Brownback called for a bipartisan effort to find a solution to the Middle East problem. “You cannot conduct a war effort in this country with one party for it and one party against it,” he said. “It doesn’t work.

“Right now, what we are seeing in Washington is both sides just saying, ‘OK, it’s got to be my way,’ with the Democrats emphasizing more on the political and diplomatic and the Republicans more on the military. The answer lies together on this.

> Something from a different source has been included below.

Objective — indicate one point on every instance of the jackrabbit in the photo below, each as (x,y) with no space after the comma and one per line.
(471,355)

“The answer is that you have got to have sort of political solution, but it is not really being aggressively pursued now. You are going to need a long–term military effort. One thing we are learning in a post–Cold War era is that when that you remove big military apparatus off of places, ancient hatreds are still there.”

Both candidates fully agreed on the need for young Americans to serve others in society, a notion that is a cornerstone of Jesuit education.

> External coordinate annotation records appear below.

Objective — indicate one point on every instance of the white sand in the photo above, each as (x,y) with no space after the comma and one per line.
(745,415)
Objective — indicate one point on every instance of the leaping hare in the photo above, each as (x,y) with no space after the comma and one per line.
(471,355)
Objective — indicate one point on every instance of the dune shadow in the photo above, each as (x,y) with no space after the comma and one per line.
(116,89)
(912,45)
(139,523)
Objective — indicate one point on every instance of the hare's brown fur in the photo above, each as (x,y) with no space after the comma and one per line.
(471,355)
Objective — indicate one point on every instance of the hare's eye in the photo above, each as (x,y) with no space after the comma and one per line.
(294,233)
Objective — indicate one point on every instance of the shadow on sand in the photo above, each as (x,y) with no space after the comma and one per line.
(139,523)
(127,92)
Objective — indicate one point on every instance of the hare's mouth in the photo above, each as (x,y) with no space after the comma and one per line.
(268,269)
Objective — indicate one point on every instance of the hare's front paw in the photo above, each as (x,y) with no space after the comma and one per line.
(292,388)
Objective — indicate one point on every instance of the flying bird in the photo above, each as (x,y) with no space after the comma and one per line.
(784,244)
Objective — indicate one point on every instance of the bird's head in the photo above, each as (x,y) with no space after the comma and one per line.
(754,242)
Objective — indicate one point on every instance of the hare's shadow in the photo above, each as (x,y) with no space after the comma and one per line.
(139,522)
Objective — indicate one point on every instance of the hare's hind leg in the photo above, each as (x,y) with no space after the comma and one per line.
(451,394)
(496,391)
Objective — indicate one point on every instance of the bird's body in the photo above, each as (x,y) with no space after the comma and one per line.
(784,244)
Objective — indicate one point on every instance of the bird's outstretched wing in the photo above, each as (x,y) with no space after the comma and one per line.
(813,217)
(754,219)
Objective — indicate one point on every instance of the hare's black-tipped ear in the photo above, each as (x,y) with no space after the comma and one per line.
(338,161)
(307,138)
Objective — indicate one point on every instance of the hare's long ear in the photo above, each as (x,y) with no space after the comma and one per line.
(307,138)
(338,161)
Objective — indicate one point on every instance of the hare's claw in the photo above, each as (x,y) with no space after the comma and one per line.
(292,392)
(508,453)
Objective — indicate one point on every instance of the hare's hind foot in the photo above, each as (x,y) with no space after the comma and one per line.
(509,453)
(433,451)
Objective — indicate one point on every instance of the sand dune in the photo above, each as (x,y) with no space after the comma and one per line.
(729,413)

“One of the things that I think we have walked away from in public life – and in public and private universities as well – is that we are developing the mind but we are not developing the soul,” Brownback said. “Both need to be developed for a well–rounded person. You need a good head and a good soul. I want to see this country rejuvenate our culture, rebuild our families and have another American century based on goodness.”

Dodd, the father of a daughter born two days after the 9/11 terrorist attacks asked, “I wonder what kind of world she will have? This is a collective responsibility. Do we know what our dreams and aspirations and our hopes are? We need to do a lot of things together in this country. My daughter is going to ask you and me someday what we did at the outset of the 21st century to get things right.”

After the forum, Russert told Chronicle that the value of the C21 series goal to illuminate critical issues facing the US Catholic community cannot be overstated. “It gives the opportunity for the Boston College community to come together to listen to people involved in political life talk about how their faith has formed them.

“Sometimes, they have differences of opinion,” Russert said. “But they disagree agreeably. They also demonstrate, I think, an intellectual capacity that they did not come to decisions lightly and I think the more we know each other and understand each other, the easier it will be to find common ground and common purpose and celebrate our faith as one.”

The forum was made possible through the Murray Monti Speaker Series Fund.


This feature was posted on Wednesday, April 25, 2007 and is filed under Featured Photo.